Le budget 2018 du gouvernement prévoit une ponction de grande ampleur du budget des agences de l’eau, qui sont ainsi privées des moyens de mettre en œuvre la politique de l’eau souhaitée par ce même gouvernement.

  • Actualisation - Mercredi 11 juillet 2018 - Le comité de bassin Rhône Méditerranée s’élève à son tour contre les prélèvements effectué par l’Etat sur ses ressources. Dans un communiqué le 6 juillet, il écrit : « Les effets du changement climatique se font de plus en plus sentir et exigent une gestion de l’eau plus économe de la ressource et plus protectrice pour des milieux aquatiques fragilisés (...). Et dans le même temps, les moyens financiers de l’agence de l’eau Rhône Méditerranée Corse sont très fortement amputés. Le projet de 11e programme, qui doit couvrir la période 2019-2024, risque en effet de voir ses capacités d’intervention diminuer de près de 25 % par rapport au programme précédent. » Détails ici.
  • Entretien avec François Sauvadet, publié le 7 décembre 2017 :

François Sauvadet préside le conseil général de Côte-d’Or. Il est également président du Comité de bassin Seine-Normandie.

François Sauvadet.

Reporterre — Mi-novembre, le conseil d’administration de l’Agence de l’eau Seine-Normandie a rejeté son projet de budget. Pourquoi ?

François Sauvadet — Ce n’est pas de gaieté de cœur que nous avons décidé un tel rejet, mais la situation est vraiment préoccupante. Le projet de loi de finances 2018 prévoit des prélèvements d’une ampleur sans précédent dans le budget des agences de l’eau, alors même qu’il nous demande de faire plus. C’est pourquoi les administrateurs de l’Agence de l’eau Seine-Normandie, dont je fais partie, n’ont pas voulu approuver leur projet de budget [lire l’encadré plus bas pour comprendre comment fonctionne le budget des agences de l’eau]. Ils ont souhaité protester contre le pillage des moyens de la politique de l’eau au profit du budget général de l’Etat.

Ce rejet est un message d’alerte, une protestation. L’État doit prendre ses responsabilités. Il ne peut pas fixer des objectifs ambitieux — la reconquête de la biodiversité, l’adaptation au changement climatique, le bon état de 100 % des masses d’eau en 2027 — et en même temps nous retirer les moyens de la faire. Je ne veux pas que demain les agences soient accusées de ne pas tenir les objectifs alors que le gouvernement nous prive des moyens d’y parvenir. J’assume les engagements pris et les objectifs fixés, mais je n’assume pas les choix budgétaires.

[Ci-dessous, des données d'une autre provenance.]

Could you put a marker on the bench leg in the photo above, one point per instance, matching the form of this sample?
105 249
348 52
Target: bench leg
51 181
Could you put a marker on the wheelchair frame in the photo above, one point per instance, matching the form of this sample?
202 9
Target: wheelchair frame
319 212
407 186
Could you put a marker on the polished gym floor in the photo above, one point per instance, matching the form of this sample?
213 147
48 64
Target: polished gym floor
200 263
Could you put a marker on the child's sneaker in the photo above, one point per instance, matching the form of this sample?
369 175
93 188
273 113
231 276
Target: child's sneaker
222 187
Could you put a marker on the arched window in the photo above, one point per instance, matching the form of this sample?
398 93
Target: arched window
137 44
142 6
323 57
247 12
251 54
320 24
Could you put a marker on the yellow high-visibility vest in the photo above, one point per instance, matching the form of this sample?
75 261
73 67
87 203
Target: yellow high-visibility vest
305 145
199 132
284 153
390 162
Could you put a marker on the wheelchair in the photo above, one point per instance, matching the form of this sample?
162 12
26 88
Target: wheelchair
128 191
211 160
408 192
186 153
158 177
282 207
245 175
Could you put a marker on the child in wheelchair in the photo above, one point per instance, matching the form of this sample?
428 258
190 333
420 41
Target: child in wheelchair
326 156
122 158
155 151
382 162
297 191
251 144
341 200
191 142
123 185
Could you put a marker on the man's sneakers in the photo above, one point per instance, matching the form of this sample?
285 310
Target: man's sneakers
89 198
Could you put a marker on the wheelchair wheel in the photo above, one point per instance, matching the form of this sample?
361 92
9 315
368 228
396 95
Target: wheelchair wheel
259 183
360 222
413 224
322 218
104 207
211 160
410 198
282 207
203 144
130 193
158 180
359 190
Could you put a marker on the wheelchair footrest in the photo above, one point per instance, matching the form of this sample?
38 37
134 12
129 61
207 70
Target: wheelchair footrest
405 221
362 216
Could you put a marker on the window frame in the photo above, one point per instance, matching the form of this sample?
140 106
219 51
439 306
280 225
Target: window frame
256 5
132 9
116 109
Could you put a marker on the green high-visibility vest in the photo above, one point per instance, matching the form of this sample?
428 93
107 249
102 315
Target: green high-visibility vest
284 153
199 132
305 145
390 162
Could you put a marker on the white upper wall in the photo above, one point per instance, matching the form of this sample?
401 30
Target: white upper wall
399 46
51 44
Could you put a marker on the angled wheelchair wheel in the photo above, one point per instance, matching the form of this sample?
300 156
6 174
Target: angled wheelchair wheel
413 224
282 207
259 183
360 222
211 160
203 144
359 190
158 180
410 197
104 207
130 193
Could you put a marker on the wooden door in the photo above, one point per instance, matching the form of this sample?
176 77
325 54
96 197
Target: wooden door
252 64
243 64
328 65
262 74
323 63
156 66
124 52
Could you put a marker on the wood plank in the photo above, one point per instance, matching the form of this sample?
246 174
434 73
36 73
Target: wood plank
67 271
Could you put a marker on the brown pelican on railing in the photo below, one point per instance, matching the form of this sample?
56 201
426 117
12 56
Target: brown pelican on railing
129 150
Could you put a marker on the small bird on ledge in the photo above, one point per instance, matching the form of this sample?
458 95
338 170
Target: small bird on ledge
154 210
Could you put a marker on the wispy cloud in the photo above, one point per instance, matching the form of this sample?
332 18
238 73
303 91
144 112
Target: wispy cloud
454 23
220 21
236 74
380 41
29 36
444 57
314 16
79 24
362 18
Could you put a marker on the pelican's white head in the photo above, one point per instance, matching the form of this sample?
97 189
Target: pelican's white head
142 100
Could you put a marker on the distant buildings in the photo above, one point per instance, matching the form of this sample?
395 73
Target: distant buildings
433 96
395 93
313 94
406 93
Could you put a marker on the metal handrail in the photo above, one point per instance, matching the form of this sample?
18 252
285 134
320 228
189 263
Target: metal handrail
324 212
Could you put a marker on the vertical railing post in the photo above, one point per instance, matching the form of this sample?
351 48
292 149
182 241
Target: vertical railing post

Emmanuel Macron peut bien faire des annonces, promettre des Assises de l’eau : sans moyens financiers, tout ceci restera lettre morte.


Les prélèvements de l’État sur les Agences de l’eau pourraient atteindre 500 millions d’euros, soit une augmentation de plus de 60 %, sans compter la politique de réduction des effectifs. Quelles conséquences, que ne pourrez-vous pas, ou plus, faire ?

Pour le bassin Seine-Normandie, nous allons perdre 20 % de notre capacité d’intervention. Sur six ans, notre budget est amputé de l’équivalent d’une année de programme. Qu’allons-nous faire ? Baisser les aides aux stations d’épuration et à l’assainissement non collectif, ralentir les programmes de rénovation du réseau d’eau, qui est par endroits en très mauvais état.

Mais le plus dur reste à venir. Les changements climatiques font qu’on aura moins d’eau potable, avec des risques de pénurie et une détérioration de la qualité. A horizon 2100, les nappes pourraient baisser de 30 % dans le bassin Seine-Normandie. Mais le dérèglement du climat va également augmenter le risque d’inondations. Comment fait-on face sans moyen ? Le réveil va être brutal. Si demain la région parisienne est submergée — ce qui n’est pas impossible au vu des événements récents, comme celui de Montargis en 2016 —, il faudra que chacun assume ses responsabilités. Je ne veux pas avoir à assumer ces choix gouvernementaux.


D’après vous, qu’est-ce que cette décision dit de la vision du gouvernement quant à la politique de l’eau ?

Cette décision est incompréhensible. Je la comprends d’autant moins qu’on a rencontré Nicolas Hulot plusieurs fois, et que nous sommes d’accord sur les objectifs ! Cela ressemble beaucoup à un passage en force de Bercy, qui a toujours considéré que les redevances de l’eau devaient aller au budget national. Mais cette vision du ministère de l’Économie ne peut conduire qu’à une politique de l’eau inefficace et inéquitable. Le système des agences de bassin (Il y a six agences de l’eau en France) fonctionne bien, elle est même prise en modèle dans d’autres pays. Bercy croit qu’il existe un pactole dans les agences de l’eau, une manne financière à ponctionner : c’est un leurre ! Nous avons des provisions chaque année, certes, mais c’est pour financer des programmes pluriannuels, des projets de long terme.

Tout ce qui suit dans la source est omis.